3.a) Explain the Data science Process with a neat diagram.
Answer:
Data science Process:
- The real world where different types of data is generated. Inside the Real World are lots of people busy at various activities. Some people are using Google+, others are competing in the Olympics; there are spammers sending spam, and there are people getting their blood drawn. Say we have data on one of these things.
- Raw data is recorded. Lot of aspects to these real word activities are lost even when we have that raw data. Real world data is not clean. The raw data is processed to make it clean for analysis. We build and use data munging pipelines (joining, scraping, wrangling). This done with Python, R, SQL Shell scripts.
- Eventually data is brought into a format with columns.

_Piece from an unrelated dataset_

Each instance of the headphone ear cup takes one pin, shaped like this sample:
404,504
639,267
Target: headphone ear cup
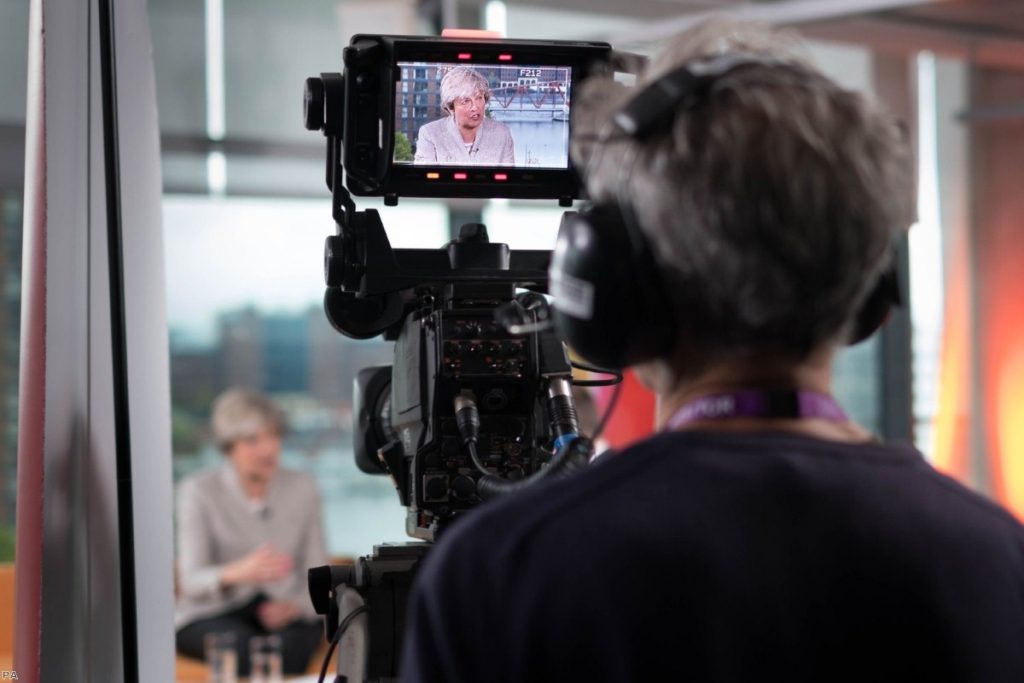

name | event | year | gender | event time
- The EDA process can now be started. During the course of the EDA we may find that the data is not actually clean as there are missing values, outliers, incorrectly logged data or data that was not logged.
- In such a case, we may have to collect more data or we can spend more time cleaning the data (Imputation). The model is designed to use some algorithm (K-NN, Linear Regression, Naïve Bayes, Decision Tree, Random Forest etc) Model Selection depends on type of problem being addressed – Prediction, Classification or a basic description problem.
- Alternatively, our goal may be to build or prototype a “data product” such as a spam classifier, search ranking algorithm or a recommendation system. The key difference here that differentiates data science from statistics here is that, the data product is incorporated back into the real world and users interact with it and that generates more data, which creates a feedback loop.
- A Movie Recommendation system generates evidence that lots of people love a movie. This will lead to more people watching the movie – feedback loop.
- Take this loop into account in any analysis you do by adjusting for any biases your model caused. Your models are not just predicting the future, but causing it!.